Stranger Than Paradise(1984)
Jim Jarmusch is another in the small canon of American directors who have spent their entire career outside of the mainstream - hell, even when he's got Johnny Depp in his movie the box office seems relatively unperturbed. But it's this early work - just his second feature - that stands among the best. Possibly the biggest reason for Stranger Than Paradise's inclusion here is, despite all outward appearances, Jarmusch's craftily disguising that he knows exactly what he's on about. It wasn't for another film or two that his themes of the universality of humankind, regardless of race, creed or colour, became apparent. Consider also his legacy on the likes of Wayne Wang and Greg Araki.

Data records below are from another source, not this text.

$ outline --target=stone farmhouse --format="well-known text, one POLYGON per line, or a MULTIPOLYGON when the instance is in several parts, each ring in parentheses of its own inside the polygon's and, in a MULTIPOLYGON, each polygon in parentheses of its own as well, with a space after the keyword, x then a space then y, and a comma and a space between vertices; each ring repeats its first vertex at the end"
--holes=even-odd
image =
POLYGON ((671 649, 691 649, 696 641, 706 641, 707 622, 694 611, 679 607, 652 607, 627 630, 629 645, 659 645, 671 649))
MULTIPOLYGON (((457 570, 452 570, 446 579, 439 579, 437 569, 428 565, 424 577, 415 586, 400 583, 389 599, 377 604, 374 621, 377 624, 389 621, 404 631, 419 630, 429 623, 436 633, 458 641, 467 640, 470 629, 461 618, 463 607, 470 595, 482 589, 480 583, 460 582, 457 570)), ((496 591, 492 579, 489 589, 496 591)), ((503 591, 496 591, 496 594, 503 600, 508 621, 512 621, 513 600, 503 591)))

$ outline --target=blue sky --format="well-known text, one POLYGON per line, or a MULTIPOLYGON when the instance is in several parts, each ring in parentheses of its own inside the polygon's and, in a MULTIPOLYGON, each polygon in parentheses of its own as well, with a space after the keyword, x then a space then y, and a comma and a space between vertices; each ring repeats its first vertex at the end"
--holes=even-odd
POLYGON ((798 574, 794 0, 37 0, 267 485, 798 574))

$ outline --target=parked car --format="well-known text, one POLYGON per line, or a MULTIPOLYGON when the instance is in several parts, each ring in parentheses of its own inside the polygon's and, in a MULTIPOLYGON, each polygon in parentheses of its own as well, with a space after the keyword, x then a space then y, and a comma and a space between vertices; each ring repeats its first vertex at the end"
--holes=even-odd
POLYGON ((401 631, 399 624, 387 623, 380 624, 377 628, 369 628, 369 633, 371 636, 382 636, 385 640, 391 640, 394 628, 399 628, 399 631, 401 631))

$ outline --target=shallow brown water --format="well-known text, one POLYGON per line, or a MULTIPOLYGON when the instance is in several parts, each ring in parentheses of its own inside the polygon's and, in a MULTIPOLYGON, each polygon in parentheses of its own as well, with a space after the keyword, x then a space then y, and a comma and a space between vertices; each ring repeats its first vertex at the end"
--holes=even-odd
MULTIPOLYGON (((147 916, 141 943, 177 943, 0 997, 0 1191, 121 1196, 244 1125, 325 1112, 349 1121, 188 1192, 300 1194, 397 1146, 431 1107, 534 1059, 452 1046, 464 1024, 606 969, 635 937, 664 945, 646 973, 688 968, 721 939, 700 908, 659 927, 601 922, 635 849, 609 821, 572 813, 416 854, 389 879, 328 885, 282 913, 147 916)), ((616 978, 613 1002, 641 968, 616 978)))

Christopher Nolan's modestly budgeted sleeper hit managed to claw it's way over the indie fence and into mainstream recognition on pure ingenuity. Before Memento, the 'character with amnesia' subgenre was, generally, a rather tired one (and has become so again since), but using the simplest of devices - telling the story's episodic structure in reverse order - the filmmakers (Nolan's brother Jonathan wrote the basis of the screenplay) forged a tale that was arse-clenchingly compelling, and ironically, unforgettable. And let's not forget it was the first major breakthrough in screenwriting structure since Pulp Fiction and its many clones, which in itself deserves an award.